The catch is that the rigidity that makes a canvas legible also makes it shallow. Branching is manual; the model isn't deciding the control flow so much as falling through hand-placed gates. The moment your agent needs to do something the node palette doesn't express, you're exporting to code anyway — which is to say, you're back in Agents-SDK or LangGraph territory, just later and with a translation step in between.
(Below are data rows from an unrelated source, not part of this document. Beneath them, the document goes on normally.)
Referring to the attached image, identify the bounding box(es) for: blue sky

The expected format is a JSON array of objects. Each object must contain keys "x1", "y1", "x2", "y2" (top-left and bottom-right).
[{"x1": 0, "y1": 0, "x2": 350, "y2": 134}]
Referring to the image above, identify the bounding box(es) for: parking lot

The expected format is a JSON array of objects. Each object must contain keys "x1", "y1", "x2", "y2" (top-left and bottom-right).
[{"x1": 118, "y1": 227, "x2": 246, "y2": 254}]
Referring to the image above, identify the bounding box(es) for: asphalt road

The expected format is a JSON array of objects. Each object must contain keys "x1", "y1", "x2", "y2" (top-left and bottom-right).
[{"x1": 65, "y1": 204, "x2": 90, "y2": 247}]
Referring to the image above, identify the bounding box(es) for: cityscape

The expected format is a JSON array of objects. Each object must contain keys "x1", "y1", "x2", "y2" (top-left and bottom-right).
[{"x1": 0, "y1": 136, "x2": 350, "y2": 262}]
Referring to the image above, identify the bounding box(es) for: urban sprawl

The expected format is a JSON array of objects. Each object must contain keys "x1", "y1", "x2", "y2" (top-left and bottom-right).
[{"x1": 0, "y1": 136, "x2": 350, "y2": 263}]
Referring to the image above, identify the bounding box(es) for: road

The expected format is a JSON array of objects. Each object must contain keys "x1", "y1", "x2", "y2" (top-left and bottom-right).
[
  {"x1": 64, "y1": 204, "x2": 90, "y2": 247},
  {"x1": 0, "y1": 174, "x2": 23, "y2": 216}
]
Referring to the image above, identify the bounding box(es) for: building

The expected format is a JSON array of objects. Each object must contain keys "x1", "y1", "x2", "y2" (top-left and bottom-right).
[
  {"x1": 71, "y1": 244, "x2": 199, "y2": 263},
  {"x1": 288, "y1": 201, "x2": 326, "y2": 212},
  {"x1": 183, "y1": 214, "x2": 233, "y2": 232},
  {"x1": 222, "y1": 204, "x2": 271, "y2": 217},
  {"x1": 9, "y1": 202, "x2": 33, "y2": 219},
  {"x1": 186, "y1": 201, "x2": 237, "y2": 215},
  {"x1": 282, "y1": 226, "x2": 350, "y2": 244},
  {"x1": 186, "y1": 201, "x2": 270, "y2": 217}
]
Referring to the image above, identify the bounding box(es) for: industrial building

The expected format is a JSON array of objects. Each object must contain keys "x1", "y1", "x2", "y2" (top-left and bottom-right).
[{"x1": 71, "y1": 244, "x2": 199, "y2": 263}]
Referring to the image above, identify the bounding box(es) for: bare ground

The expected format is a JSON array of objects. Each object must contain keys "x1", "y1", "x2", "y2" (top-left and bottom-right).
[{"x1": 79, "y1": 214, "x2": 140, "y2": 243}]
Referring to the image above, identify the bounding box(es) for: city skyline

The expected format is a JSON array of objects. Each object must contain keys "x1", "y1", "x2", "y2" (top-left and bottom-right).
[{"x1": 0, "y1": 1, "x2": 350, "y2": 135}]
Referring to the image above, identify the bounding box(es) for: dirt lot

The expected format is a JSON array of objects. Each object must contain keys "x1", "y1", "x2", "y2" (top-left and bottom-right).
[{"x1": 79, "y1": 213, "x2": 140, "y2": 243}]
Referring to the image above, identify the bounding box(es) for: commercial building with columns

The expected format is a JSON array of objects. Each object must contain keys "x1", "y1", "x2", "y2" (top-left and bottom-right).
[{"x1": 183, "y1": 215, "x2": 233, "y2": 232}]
The portability hides one level down
Here is the part most "AgentKit vs LangGraph" comparisons miss. The honest comparison isn't AgentKit-the-canvas against LangGraph. It's OpenAI's code-first Agents SDK against LangGraph — and at that layer, OpenAI is more open than its branding suggests. The Agents SDK uses the Responses API by default for OpenAI models, but it is provider-agnostic: it can drive Anthropic, Gemini, Mistral, and 100+ others through LiteLLM. The lock-in was never really in the SDK. It was in the hosted visual runtime sitting on top of it — exactly the layer that just got a shutdown date.
So the deprecation isn't a story about OpenAI failing. It's a clean natural experiment in where durability lives. The closer a layer sits to "configuration of a vendor's hosted engine," the shorter its expected life. The closer it sits to "code I run wherever I want," the longer. That ordering held even inside a single company's own product line, in under a year.
How to choose now
The decision is less about features than about time horizon.
- Prototyping, OpenAI-stack-native, ship-this-week? A visual builder still earns its keep for the first draft — just know you're sketching, and budget for the export. Treat anything you build on a hosted canvas as disposable.
- Production agent you expect to maintain for years, across model vendors, possibly self-hosted? Go code-first. LangGraph, the Agents SDK, or a hand-rolled harness — pick by taste, but pick the layer you own.
The broader pattern is worth holding onto, because it keeps recurring. OpenAI's bet with AgentKit was to own how you author an agent. AWS, with Bedrock AgentCore, made the opposite bet: stay neutral on the framework and the model, and own where the agent runs. One of those bets just had its centerpiece deprecated eight months in. The other is selling the thing that doesn't expire when the roadmap turns — the substrate. When you choose a layer to build on, choose the one whose incentives line up with still existing next year.